SUPER73 is an American lifestyle adventure brand and manufacturer of electric bicycles based in Irvine, California. It is best known for its product line of motorcycle styled electric bicycles, custom bicycle builds for celebrities, and high profile e-bike collaborations.

History

2016 
SUPER73 was founded in 2016 by John Kim, Michael Cannavo, and Aaron P. Wong along with Alix Armour and Legrand Crewse. The company started as a Kickstarter crowdfunding campaign promising a premium electric bicycle called the "Super73" for a $25k fundraising goal. The bikes designed and built by Kim along with the viral promotional video by Cannavo resulted in a highly successful crowd funding campaign which generated over $441k from backers. The nostalgic design defined a new bicycle category (electric motorbike) and along with features like a built in bottle opener was positively received by design and fashion magazines worldwide.

2017 
In 2017, the company started to earn a reputation as a social media collaborator with celebrities like Will Smith, Coco Rocha Casey Neistat, and Jesse Wellens. Most notably, they built Star Wars Return of the Jedi themed speeder bikes and costumes to film a Star Wars cosplay video that went viral on YouTube, which further cemented Super73 as “The Content Creator’s Bike”.

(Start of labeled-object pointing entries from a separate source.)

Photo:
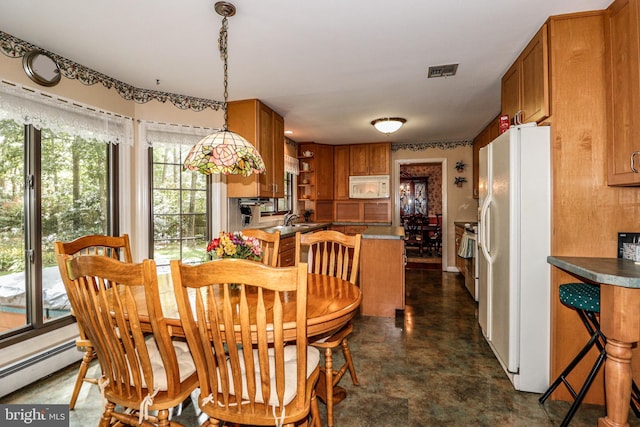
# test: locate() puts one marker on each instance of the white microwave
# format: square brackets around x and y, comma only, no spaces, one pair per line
[369,187]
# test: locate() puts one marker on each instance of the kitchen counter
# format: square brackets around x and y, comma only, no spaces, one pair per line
[291,230]
[619,281]
[383,232]
[463,224]
[612,271]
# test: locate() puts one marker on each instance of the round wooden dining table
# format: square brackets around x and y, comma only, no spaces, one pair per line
[331,303]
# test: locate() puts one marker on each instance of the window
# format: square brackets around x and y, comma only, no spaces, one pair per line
[184,206]
[179,206]
[58,181]
[53,186]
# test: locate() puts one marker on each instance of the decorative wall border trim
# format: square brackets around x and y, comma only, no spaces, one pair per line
[443,145]
[15,48]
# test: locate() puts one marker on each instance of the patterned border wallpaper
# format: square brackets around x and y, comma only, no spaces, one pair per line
[443,145]
[15,48]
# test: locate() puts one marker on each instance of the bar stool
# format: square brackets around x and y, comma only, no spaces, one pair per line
[585,299]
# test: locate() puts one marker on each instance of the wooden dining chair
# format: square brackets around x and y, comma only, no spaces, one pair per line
[109,246]
[141,372]
[269,242]
[335,254]
[248,375]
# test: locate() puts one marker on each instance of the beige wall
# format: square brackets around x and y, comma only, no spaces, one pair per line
[458,203]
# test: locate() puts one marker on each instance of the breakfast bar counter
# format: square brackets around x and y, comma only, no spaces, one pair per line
[619,281]
[382,262]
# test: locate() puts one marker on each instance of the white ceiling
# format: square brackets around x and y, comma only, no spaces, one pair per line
[329,67]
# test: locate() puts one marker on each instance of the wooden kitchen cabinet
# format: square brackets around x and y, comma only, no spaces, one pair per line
[264,128]
[287,252]
[459,260]
[324,172]
[488,134]
[315,182]
[369,210]
[370,159]
[341,172]
[622,56]
[525,85]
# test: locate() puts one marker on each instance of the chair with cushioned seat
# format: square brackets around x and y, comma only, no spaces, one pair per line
[585,299]
[142,372]
[116,247]
[332,253]
[249,374]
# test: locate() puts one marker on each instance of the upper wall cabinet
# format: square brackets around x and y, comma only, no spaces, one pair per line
[623,92]
[525,86]
[341,172]
[488,134]
[264,128]
[370,159]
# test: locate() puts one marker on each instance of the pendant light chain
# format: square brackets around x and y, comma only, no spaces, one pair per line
[222,45]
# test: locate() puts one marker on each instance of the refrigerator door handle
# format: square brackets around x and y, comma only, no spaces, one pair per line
[483,233]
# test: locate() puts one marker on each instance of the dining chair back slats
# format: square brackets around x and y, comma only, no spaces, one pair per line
[108,246]
[269,242]
[233,320]
[332,253]
[140,370]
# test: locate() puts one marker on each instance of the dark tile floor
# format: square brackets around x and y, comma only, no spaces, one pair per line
[429,367]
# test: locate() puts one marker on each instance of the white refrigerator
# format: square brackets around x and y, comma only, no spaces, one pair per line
[514,235]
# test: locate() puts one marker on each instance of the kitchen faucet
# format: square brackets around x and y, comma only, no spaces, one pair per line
[289,218]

On July 10, 2017, the company announced a second model, the SUPER73-S1. It featured a 500 watt rear wheel hub motor, a motorcycle fuel tank styled battery, and LED headlight. To avoid confusion between the original Super73 model, the Scout was renamed the SG1, while the original model was renamed the OG1. Also with the launch of the SG1, the company announced the sale of the limited “Rose Ave” edition, which was the first of their product collaborations done with a celebrity, Jesse Wellens.

2018 
On Nov.11, 2018, the company launched a third model to their product line, the Z model. The Z model was significant because it had a retail price of US$1,000, making it affordable to a wider audience. Along with the expansion of their product line up, the company received $8.75million USD in investment and started sales in Europe. Also in May 2018, the American actor and rapper, Will Smith, launched an Instagram video showcasing the Super73. The video went viral, further cementing the company's reputation for collaborating with celebrities.

2019 
In 2019, the company continued to collaborate with notable celebrities and brands. On Nov.4, 2019, the company announced a limited edition Z1 model, which was cobranded with the Parisian football club, Paris Saint Germain. The launch of the limited edition PSG model, coincided with the 50th anniversary of the legendary football team.

2020 
In Feb 2020, Super73 launched their R model. The new R model was significant because it was the first model with a full suspension on the front and rear wheels. This was a departure from their earlier models, which were known for their rigid frames and lack of suspension on their rear wheels.

Later that year, Super73 raised a $20-million Series B funding round led by Boston-based growth equity firm Volition Capital.

2021 
In 2021, the company produced several high-profile collaborations that included an off-road motorcycle inspired e-bike with famed motorcycle racer and designer Roland Sands, a special edition Hot Wheels x Super73 with American toymaker Mattel, and a limited-edition haute couture e-bike collaboration with Parisan fashion house, Yves Saint Laurent.